Insurance and depreciation also count.
Two further cost lines that should not be ignored are insurance and depreciation.
The general principle is simple: the more expensive the vehicle, the higher the annual insurance cost and the greater the amount lost over time to depreciation. For that reason, a more compact electric utility vehicle often compares more favourably here too than a traditional petrol work vehicle.
In this model, insurance is added at 3.5% of the vehicle’s value per year, and depreciation is calculated at 15% of the vehicle’s value in year one. These are assumptions, but they help make the comparison more realistic.
Result: monthly and annual costs
With the assumptions above, the comparison looks as follows:
| Cost category | Petrol: per month | Petrol: per year | Electric: per month | Electric: per year |
|---|---|---|---|---|
| Energy: fuel/electricity | R1,892 | R22,706 | R234 | R2,810 |
| Maintenance (budgeted) | R417 | R5,000 | R167 | R2,000 |
| Insurance (3.5%/year, assumption) | R715 | R8,586 | R126 | R1,517 |
| Depreciation (15%/year, assumption) | R3,066 | R36,795 | R542 | R6,503 |
| Total (rounded) | R6,091 | R73,086 | R1,069 | R12,831 |
The one-year difference is greater than many expect
With this model, the estimated annual difference between petrol and electric is approximately R60,255. The biggest difference is the energy cost per kilometre, but the gap widens further when maintenance, insurance and depreciation are included.
Even if your specific usage profile looks slightly different, the core truth remains the same: in short, repetitive work on a site, the running costs of an electric utility vehicle is significantly lower than those of a petrol vehicle.
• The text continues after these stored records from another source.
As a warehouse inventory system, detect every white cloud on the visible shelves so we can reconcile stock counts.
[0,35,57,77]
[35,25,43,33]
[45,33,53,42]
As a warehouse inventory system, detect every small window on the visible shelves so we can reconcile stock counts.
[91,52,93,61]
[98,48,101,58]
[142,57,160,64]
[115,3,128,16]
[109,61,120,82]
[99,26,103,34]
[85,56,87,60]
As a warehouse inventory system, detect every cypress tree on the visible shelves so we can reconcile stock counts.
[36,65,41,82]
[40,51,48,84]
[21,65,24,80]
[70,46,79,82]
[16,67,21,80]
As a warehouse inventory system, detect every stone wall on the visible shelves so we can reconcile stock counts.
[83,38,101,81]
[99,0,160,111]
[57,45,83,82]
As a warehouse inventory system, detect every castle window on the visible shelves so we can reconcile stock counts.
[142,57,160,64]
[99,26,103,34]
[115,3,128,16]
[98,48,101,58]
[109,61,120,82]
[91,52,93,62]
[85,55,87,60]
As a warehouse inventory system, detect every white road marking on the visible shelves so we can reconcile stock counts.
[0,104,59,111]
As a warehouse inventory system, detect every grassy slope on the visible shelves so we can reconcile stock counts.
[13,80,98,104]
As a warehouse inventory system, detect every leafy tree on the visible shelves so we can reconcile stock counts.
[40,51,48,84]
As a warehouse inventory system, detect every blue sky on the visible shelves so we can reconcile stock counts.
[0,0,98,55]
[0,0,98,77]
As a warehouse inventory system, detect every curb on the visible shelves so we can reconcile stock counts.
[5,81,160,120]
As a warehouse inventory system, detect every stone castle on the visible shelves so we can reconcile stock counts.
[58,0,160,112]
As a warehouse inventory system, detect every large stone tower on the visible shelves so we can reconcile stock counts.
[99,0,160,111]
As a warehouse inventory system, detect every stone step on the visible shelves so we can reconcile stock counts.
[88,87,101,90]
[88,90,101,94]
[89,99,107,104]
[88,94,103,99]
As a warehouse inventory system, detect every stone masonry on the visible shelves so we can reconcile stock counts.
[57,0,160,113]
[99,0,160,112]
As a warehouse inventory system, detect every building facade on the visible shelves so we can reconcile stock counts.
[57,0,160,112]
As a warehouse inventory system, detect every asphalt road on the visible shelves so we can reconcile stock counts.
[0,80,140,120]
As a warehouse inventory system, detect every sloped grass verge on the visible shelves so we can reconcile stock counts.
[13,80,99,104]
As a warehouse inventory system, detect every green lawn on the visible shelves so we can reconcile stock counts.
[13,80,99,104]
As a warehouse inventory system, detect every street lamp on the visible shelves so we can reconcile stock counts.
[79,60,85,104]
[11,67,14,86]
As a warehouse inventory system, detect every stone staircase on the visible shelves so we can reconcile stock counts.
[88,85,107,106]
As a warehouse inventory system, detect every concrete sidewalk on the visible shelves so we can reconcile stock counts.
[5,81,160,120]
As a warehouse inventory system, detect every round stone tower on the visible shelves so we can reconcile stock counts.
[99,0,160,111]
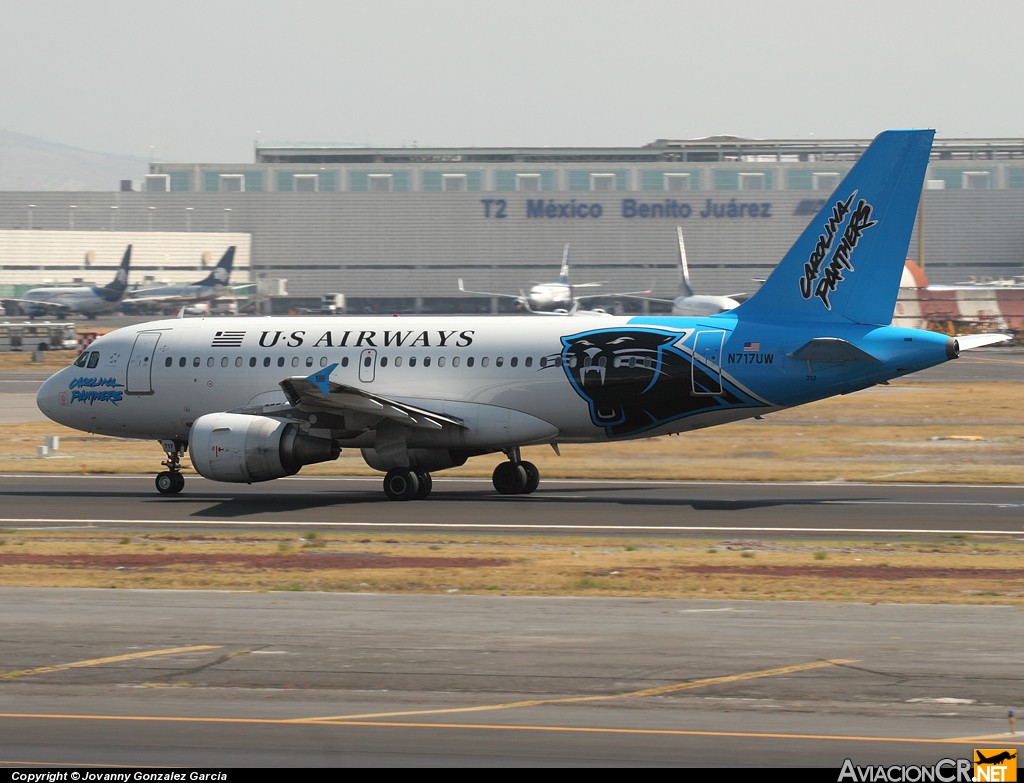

Where this comparison makes the most sense
This kind of analysis is therefore most useful in environments where vehicles are not used for long-distance travel, but for constant, functional movement around a site. This includes farms, warehouses, estates, golf courses and resorts.
In these environments, the goal is not top speed. The goal is availability, low running costs and work that gets done reliably every day. That is exactly where a vehicle from Lekkewaan fits in: as a tool that makes work easier, not more expensive.
Purchase price is not the whole story.
The biggest mistake businesses make is to look only at the purchase price. The question is not: What does the vehicle cost today? The right question is: What will the vehicle cost me over a year of work?
When that question is answered honestly, electric utility vehicles look very strong. Lower energy costs, less maintenance and better predictability make a real difference to the budget. For many businesses, the shift to electric is therefore no longer just an idealistic step — it is a financially sound decision.